Analyst Meet / AGM     09-Aug-21
Conference Call
Ganesha Ecosphere
Exploring venturing into recycling of different thermoplastics such as HDPE, PP/PE

Ganesha Ecosphere held a conference call on 09 August 2021 to discuss the results for the quarter ended June'21 and way forward. Mr. Sharad Sharma – Managing Director and Mr. Gopal Agarwal - Chief Financial Officer of the company addressed the call.

Highlights of the Concall

  • The company's performance has been affected during the quarter on two points- a major fire in Kanpur Unit on June 04, 2021 caused due to mechanical failure in the machinery resulting in loss of two production lines and building premises and secondly re emergence of second wave of covid19 put extreme pressure on economy and business, significantly impacting demand and supply in domestic markets

  • Total estimated loss due to fire was Rs. 25.13 crore (net of taxes). The plant is fully covered under insurance and the assessment of loss by the insurance company is in progress.

  • The company is quite confident in recouping the entire loss from insurance company. However pending the assessment and finalization of loss by them the company would be accounting the income of insurance claim as and when the amount would reasonably ascertain

  • The company achieved production volume of 27,014 tonne at 90% of capacity utilisation

  • The company earned Ebitda per tonne of Rs 8500 which is lower by 20% compared to Q4FY21

  • The company is exploring to put up recycling capacity of other plastic scrap, in addition to Pet scrap. The company is also exploring venturing into recycling of different thermoplastics such as HDPE (high density poly ethylene), PP/PE (polypropylene/polyethylene), etc. as recycling of these products are currently under structured and the industry is down cycling the scrap instead of getting value.

  • The company expects that good demand is going to be created for recycled thermoplastic with regulatory compulsions in the form of extended production responsibilities, as well as pledge for sustainability by corporate. There is a big vacuum in terms of availability of quality products.

  • The company feels things are now looking up with a revival of demand and restoration of supply chain as well as firming up of prices and businesses coming to normal in Q2FY22.

  • The execution of the Telengana project is taking slight delay from the plan timelines primarily due to lockdowns and supply chain disruptions at suppliers end. Now dispatches of some of the machinery has started and it is taking all the required steps and precautions to remedy the current delay.

  • The Telengana project capex has increased from Rs 400 to Rs 453 crore as the company has made changes in machinery configuration to make the specialty product and specialty fibers which is realisation and margin benefit.

  • In Nepal project also the company faced some delay due to ongoing pandemic related lockdowns in Nepal, which delayed some regulatory approvals needed to take over a company. Two months long lockdown across the country has been removed during the latter part of July 21. Now, the takeover of the company in Nepal has been completed and equipment dispatches are going to start from mid of August and production to begin by December 2021. The company expects revenues of Rs 15-20 crore in FY22 and Rs 60 crore in FY23 and Ebitda margin from this facility would be around 25%.

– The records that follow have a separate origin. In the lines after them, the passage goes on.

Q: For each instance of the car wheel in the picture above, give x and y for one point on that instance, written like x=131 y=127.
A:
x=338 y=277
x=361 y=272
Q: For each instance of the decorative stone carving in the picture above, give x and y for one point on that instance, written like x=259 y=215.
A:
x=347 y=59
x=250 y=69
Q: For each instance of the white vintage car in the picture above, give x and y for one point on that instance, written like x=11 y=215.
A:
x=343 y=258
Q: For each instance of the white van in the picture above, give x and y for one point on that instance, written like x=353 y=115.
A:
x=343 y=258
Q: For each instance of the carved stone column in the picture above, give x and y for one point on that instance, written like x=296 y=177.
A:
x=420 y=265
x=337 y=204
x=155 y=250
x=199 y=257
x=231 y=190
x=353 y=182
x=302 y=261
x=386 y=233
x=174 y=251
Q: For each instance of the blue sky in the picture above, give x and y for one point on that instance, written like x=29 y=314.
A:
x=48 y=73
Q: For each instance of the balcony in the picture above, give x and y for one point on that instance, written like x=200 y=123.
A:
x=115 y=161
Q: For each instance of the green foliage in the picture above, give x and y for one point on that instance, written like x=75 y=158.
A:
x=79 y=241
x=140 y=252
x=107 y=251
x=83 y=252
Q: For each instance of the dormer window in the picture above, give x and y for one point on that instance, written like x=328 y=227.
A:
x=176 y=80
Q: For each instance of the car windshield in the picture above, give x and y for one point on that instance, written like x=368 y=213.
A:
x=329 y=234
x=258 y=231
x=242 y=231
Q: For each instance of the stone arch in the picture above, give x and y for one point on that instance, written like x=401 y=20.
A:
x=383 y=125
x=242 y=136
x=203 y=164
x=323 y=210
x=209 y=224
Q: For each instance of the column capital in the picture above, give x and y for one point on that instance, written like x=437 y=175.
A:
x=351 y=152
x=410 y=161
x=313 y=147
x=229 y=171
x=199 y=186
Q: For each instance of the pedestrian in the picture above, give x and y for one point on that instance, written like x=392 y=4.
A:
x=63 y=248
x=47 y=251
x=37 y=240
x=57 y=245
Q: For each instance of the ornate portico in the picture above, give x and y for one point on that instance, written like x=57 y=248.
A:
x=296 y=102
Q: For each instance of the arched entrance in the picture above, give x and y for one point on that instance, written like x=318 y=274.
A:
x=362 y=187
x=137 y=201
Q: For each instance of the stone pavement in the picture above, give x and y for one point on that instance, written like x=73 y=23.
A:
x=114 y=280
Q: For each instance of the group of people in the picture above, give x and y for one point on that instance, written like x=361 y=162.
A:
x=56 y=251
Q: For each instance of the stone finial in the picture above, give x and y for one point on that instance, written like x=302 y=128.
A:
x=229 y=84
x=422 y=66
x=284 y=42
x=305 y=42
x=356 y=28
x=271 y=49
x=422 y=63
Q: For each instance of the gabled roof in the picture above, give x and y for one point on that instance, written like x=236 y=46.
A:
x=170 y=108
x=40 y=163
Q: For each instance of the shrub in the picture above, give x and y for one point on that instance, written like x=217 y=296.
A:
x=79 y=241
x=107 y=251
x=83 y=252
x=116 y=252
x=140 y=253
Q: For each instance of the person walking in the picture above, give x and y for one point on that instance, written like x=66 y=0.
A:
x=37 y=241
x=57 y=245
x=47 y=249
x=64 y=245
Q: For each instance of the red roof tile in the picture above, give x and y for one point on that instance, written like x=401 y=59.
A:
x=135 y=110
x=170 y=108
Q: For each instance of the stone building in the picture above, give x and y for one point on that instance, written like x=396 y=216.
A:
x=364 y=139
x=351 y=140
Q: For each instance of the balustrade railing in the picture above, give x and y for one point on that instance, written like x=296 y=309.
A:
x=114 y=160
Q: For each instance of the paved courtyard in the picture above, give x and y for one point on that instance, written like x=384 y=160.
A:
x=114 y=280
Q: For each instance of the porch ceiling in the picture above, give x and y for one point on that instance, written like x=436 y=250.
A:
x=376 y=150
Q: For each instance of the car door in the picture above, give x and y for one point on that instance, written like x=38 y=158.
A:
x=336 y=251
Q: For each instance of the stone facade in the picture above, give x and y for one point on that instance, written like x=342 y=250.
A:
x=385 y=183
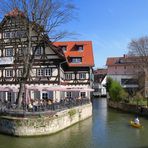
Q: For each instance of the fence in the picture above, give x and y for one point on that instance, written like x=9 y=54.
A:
x=40 y=109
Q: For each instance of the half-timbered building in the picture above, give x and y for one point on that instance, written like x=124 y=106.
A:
x=60 y=70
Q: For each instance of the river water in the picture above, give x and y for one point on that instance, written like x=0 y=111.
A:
x=105 y=129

  • The recycled fiber prices were under pressure during the Q1 because of the demand slowdown because of pandemic. Now the prices are looking up. Currently prices are at around Rs 75 per kg and the company expects prices to move up from here.

  • The company is very much optimistic in the textile sector going forward especially the sports and the demand from India will go up in European countries after the ban on Chinese products

  • The company would lose around 1000 tonne of production every month due to disruption in the Kanpur facility. So in next nine months around 9000 tonne of production would be affected.

  • The company expects to produce 95000-98000 tonne of production in FY22

  • The company expects that FY22 financial performance will be much better than FY21 both in terms of topline and bottomline as insurance claim is expected to settle in this financial year only and as heat of the pandemic is not crossing the first quarter.